Basketball kid from Harvard has a tough time landing a gig in the NBA. Spends time on his brother’s couch. He gets the call on the biggest stage in the world, New York City, and has a string of games that’s made for a Hollywood movie. Feel good story of the week, right? Wrong. Not for everyone. That’s because racially insecure guys like boxer Floyd Mayweather exist.
Mayweather posted on Twitter: “Jeremy Lin is a good player but all the hype is because he’s Asian. Black players do what he does every night and don’t get the same praise.” …
“Other countries get to support/cheer their athletes and everything is fine,” he tweeted later Monday. “As soon as I support Black American athletes, I get criticized.”
No, Floyd—people are criticizing you because you’re an idiot. Should I go down the list of black basketball stars that the sporting world has (rightfully) fawned over for their athletic prowess over the last few decades? Sometimes, black athletes are so popular that years after they retire people still riot over their shoes… As a former kid from Chicago who grew up following Michael Jordan and Scottie Pippen, wore their shoes, collected their Wheaties cereal boxes and dragged my parents to get their cheesy championship t-shirts the morning after, I hereby proclaim Floyd a fool (knowing full-well that he could break my neck with one punch if he ever met me in person).

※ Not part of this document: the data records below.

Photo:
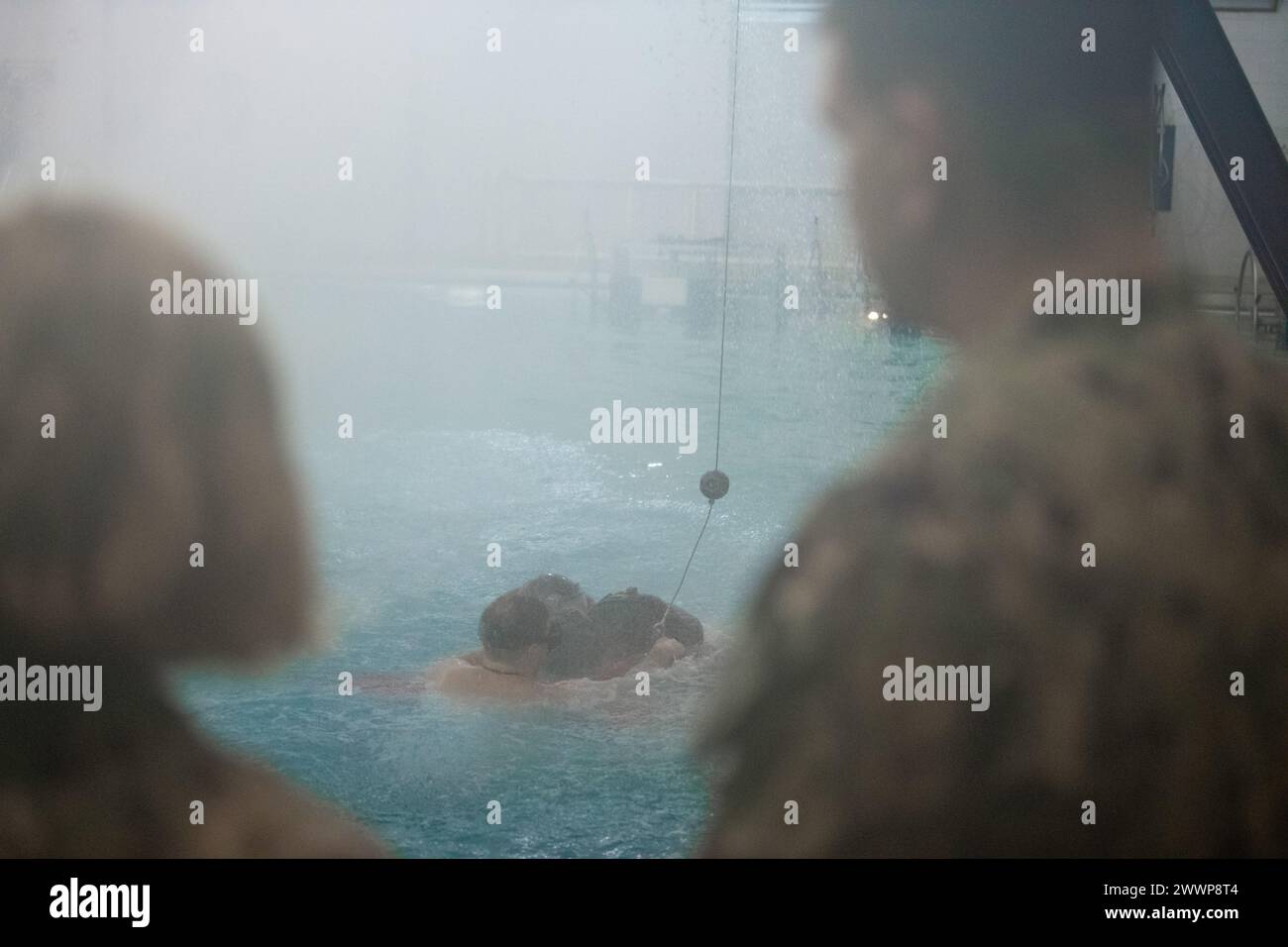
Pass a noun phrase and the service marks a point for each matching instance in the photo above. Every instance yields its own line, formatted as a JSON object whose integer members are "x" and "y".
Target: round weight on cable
{"x": 713, "y": 484}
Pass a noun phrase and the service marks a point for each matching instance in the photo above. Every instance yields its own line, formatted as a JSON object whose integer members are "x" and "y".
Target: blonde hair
{"x": 166, "y": 434}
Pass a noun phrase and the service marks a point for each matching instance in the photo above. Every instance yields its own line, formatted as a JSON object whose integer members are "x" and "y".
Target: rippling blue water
{"x": 472, "y": 427}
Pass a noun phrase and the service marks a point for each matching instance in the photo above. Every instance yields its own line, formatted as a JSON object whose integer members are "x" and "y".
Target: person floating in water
{"x": 549, "y": 630}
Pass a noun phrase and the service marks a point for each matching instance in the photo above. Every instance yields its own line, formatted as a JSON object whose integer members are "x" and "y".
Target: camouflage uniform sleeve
{"x": 802, "y": 723}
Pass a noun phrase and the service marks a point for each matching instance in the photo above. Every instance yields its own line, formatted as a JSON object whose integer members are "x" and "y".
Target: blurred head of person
{"x": 1044, "y": 145}
{"x": 516, "y": 634}
{"x": 128, "y": 438}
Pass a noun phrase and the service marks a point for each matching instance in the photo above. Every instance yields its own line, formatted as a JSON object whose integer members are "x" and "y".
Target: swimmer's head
{"x": 516, "y": 633}
{"x": 128, "y": 438}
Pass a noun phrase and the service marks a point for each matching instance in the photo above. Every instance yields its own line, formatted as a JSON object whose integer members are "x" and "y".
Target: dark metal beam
{"x": 1229, "y": 121}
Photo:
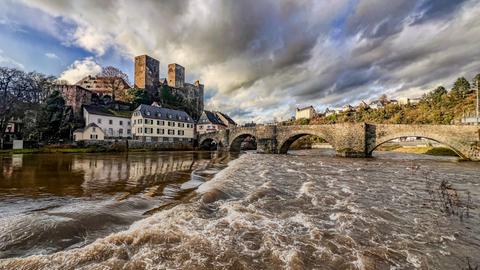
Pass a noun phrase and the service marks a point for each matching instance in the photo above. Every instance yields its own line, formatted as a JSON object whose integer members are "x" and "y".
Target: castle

There really was no reason for Mayweather to inject race into the matter, but like Samuel L. Jackson he’s obsessed with it. Whereas the majority of the population just wants to get caught up in a really nice story about a nice kid, malcontents like Mayweather need to somehow make it about the downtrodden, millionaire black basketball players who aren’t getting the media exposure they deserve. Hyphenated Americans like Mayweather are usually a bitter bunch, but luckily more and more Americans see themselves as just that—American. There’s no need for weirdly capitalizing “White” or “Black” for most folks, and that’s a good sign. It’s just too bad that a big ball of debt is about to rain down on us like a Jeremy Lin three pointer at the buzzer, one of the rare cases where that analogy would actually be a bad thing.